Current and former Ubisoft employees are also frustrated with their company's handling of workplace discrimination and harassment, asking for a seat at the table for future decisions.


In the wake of a company walkout at Blizzard's headquarters in Irvine, California, hundreds of Ubisoft employees have penned an open letter to company management supporting those participating in the Activision Blizzard protest while also criticizing Ubisoft's handling of workplace discrimination.

In the open letter shared with Axios, nearly 500 current and former Ubisoft developers directly address the Activision Blizzard situation. The group said it is "time to stop being shocked" by the harrowing accounts of workplace harassment and gender discrimination that frequently pop up. They go on to say that "those responsible must be held accountable for their actions" and intend to send the letter to management, including CEO Yves Guillemot.
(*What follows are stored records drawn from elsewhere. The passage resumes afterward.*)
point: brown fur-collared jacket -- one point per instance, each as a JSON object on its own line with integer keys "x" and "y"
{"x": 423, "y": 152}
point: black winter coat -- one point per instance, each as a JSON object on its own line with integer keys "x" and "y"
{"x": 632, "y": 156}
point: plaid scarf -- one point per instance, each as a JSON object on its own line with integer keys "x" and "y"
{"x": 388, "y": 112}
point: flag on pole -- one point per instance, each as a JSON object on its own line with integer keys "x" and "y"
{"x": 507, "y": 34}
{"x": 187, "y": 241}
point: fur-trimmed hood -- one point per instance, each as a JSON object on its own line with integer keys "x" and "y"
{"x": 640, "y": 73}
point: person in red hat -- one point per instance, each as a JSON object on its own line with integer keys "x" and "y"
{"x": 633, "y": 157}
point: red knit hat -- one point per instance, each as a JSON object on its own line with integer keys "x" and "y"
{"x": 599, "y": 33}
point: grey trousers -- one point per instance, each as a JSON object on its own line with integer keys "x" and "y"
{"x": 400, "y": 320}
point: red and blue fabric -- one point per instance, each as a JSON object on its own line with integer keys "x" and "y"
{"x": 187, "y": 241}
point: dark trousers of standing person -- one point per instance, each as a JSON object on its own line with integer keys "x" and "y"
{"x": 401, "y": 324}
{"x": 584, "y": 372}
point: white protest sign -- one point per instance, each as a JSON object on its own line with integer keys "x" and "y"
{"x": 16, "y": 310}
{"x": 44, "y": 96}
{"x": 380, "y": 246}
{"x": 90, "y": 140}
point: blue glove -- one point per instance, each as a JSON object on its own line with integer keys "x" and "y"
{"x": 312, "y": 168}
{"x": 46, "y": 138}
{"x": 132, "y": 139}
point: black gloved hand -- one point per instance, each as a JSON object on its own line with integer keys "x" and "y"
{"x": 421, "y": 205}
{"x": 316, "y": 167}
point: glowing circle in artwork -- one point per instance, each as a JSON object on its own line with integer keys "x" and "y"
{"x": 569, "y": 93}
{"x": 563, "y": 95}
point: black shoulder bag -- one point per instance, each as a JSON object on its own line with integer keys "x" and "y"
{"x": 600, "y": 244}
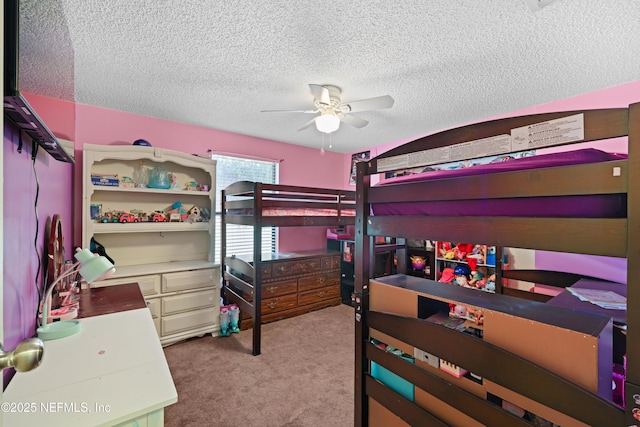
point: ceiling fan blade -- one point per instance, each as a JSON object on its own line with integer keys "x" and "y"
{"x": 354, "y": 121}
{"x": 376, "y": 103}
{"x": 309, "y": 123}
{"x": 290, "y": 111}
{"x": 320, "y": 93}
"We believe you, we stand with you and support you," the Ubisoft group wrote in the letter. "It should no longer be a surprise to anyone: employees, executives, journalists, or fans that these heinous acts are going on. It is time to stop being shocked. We must demand real steps be taken to prevent them. Those responsible must be held accountable for their actions."
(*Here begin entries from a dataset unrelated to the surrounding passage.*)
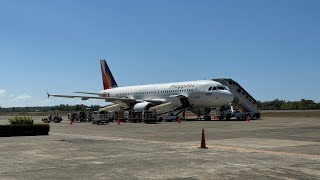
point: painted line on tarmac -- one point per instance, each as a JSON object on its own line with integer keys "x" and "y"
{"x": 230, "y": 148}
{"x": 263, "y": 151}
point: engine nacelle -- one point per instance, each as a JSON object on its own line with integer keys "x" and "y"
{"x": 201, "y": 111}
{"x": 143, "y": 106}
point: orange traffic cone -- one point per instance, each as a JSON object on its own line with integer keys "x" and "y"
{"x": 203, "y": 141}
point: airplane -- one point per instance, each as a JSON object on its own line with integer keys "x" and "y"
{"x": 197, "y": 96}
The open letter also calls out Ubisoft for its handling of sexual misconduct and the accusations levied against multiple people at the company since last summer's smattering of allegations. The group is frustrated, seeking a seat at the table during company-wide decision-making on how to move forward.

"We have stood by and watched as you fired only the most public offenders," the group said. "You let the rest either resign or worse, promoted them, moved them from studio to studio, team to team, giving them second chance after second chance with no repercussions. This cycle needs to stop. [...] This collaboration must heavily involve employees in non-management positions and union representatives. This is essential to ensure that those who are directly affected by these behaviors are leading the change."

Activision Blizzard has been in boiling hot water since last week, when California's Department of Fair Employment and Housing filed a lawsuit against the company that accused it of perpetuating a "frat house" workplace. The company's been running damage control ever since, with multiple executives--including Blizzard president J. Allen Brack--issuing commitments to change the culture to make it more inclusive for employees of all genders or sexual orientations. Even Activision Blizzard CEO Bobby Kotick promised company changes following an earlier, more contentious statement.

Ubisoft was also accused of fostering a "frat house" workplace last year. Despite high-profile firings of some of those accused of sexual harassment and hiring for new roles like Chief People Officer, an investigation in May 2021 reported that these changes have had a "minimal" effect on the company. Ubisoft countered this statement, saying it remains committed to doing better.